Question

Suppose the probability of a surprise test on any given day is 50 per cent. What is the probability that there are exactly 2 surprise tests in a 6-day period?

• A. \( \frac{5}{32} \)
• B. \( \frac{3}{16} \)
• C. \( \frac{7}{32} \)
• D. \( \frac{15}{64} \)
• E. \( \frac{9}{32} \)

Hint:

Recognize the keywords for a binomial probability problem: a fixed number of trials, independent trials, only two outcomes per trial, and a constant probability of success. When \(p=q=1/2\), the formula simplifies to \( C(n,k) / 2^n \).

Answer 1

The Correct Option is D

Step 1: Understanding the Concept:
This is a problem of binomial probability.
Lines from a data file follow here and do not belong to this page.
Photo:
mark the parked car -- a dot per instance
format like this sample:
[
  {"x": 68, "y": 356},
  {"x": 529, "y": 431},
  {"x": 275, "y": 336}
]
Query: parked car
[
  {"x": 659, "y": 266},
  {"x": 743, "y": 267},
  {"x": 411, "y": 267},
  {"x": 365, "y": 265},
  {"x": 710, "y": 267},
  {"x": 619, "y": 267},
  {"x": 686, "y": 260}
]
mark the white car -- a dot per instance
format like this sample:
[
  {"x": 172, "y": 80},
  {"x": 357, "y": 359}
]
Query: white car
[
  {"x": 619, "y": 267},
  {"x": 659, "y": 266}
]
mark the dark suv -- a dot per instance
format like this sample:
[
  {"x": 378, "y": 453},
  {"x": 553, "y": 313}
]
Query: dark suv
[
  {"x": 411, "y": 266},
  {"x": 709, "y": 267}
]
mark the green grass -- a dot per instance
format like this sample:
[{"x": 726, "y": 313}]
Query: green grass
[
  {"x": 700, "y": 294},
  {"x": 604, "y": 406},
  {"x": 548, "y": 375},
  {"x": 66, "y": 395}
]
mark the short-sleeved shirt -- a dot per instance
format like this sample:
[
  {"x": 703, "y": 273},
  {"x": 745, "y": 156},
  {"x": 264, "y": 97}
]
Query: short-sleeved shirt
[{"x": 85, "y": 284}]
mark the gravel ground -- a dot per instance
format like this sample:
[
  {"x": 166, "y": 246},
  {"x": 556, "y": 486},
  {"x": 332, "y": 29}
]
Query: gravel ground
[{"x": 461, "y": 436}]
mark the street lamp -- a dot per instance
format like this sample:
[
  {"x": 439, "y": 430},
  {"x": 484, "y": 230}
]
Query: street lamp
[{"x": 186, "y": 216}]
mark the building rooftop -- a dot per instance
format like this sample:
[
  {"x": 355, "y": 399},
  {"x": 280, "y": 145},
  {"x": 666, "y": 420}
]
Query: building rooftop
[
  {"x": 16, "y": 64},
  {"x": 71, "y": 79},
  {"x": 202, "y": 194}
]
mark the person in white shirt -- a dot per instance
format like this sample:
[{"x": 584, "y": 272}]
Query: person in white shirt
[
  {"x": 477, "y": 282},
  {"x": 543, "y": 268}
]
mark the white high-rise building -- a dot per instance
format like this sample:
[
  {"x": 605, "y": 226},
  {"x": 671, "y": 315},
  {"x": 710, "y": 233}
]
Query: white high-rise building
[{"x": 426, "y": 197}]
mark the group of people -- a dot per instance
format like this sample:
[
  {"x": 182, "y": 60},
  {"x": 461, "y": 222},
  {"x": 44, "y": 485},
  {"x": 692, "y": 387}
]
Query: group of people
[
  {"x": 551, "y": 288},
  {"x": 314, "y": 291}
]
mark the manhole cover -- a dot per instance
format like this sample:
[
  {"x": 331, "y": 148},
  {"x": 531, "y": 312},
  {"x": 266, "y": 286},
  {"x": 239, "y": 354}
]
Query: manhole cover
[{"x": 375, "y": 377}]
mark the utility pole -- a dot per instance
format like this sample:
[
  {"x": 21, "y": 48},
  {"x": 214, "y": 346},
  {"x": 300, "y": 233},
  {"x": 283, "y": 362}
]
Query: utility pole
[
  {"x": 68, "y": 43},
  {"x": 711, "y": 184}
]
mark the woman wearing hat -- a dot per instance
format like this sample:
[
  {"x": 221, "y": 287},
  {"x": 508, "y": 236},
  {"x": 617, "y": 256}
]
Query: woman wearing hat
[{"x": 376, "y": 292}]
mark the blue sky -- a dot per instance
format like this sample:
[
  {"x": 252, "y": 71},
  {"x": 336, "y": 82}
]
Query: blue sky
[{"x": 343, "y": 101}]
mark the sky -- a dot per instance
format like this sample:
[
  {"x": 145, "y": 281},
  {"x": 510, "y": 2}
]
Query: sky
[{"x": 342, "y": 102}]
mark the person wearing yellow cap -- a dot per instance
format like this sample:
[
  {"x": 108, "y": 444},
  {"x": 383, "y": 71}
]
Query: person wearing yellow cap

We have a fixed number of independent trials (6 days), each with two possible outcomes (test or no test), and the probability of success is constant for each trial.
Step 2: Key Formula or Approach:
The binomial probability formula is: \[ P(X=k) = C(n, k) \cdot p^k \cdot q^{n-k} \] Where:

\(n\) is the total number of trials.
\(k\) is the exact number of successful outcomes.
\(p\) is the probability of success on a single trial.
\(q\) is the probability of failure on a single trial (\(q = 1-p\)).
\(C(n, k)\) is the number of combinations, calculated as \( \frac{n!}{k!(n-k)!} \).
Step 3: Detailed Explanation:
From the problem statement:

Number of trials, \(n = 6\) (a 6-day period).
Exact number of successes, \(k = 2\) (exactly 2 surprise tests).
Probability of success (a test), \(p = 50% = 0.5 = \frac{1}{2}\).
Probability of failure (no test), \(q = 1 - 0.5 = 0.5 = \frac{1}{2}\).
First, calculate the number of ways to choose 2 days out of 6 for the tests, \(C(6, 2)\): \[ C(6, 2) = \frac{6!}{2!(6-2)!} = \frac{6!}{2!4!} = \frac{6 \times 5}{2 \times 1} = 15 \] There are 15 different combinations of 2 test days in a 6-day period.
Next, calculate the probability for any one of these specific combinations. For example, tests on the first two days and no tests on the next four (TTNNNN): \[ P(\text{one combination}) = p^k \cdot q^{n-k} = \left(\frac{1}{2}\right)^2 \cdot \left(\frac{1}{2}\right)^{4} = \left(\frac{1}{2}\right)^6 = \frac{1}{64} \] Finally, multiply the number of combinations by the probability of one combination: \[ P(\text{exactly 2 tests}) = C(6, 2) \times P(\text{one combination}) = 15 \times \frac{1}{64} = \frac{15}{64} \] Step 4: Final Answer:
The probability of having exactly 2 surprise tests in a 6-day period is \( \frac{15}{64} \).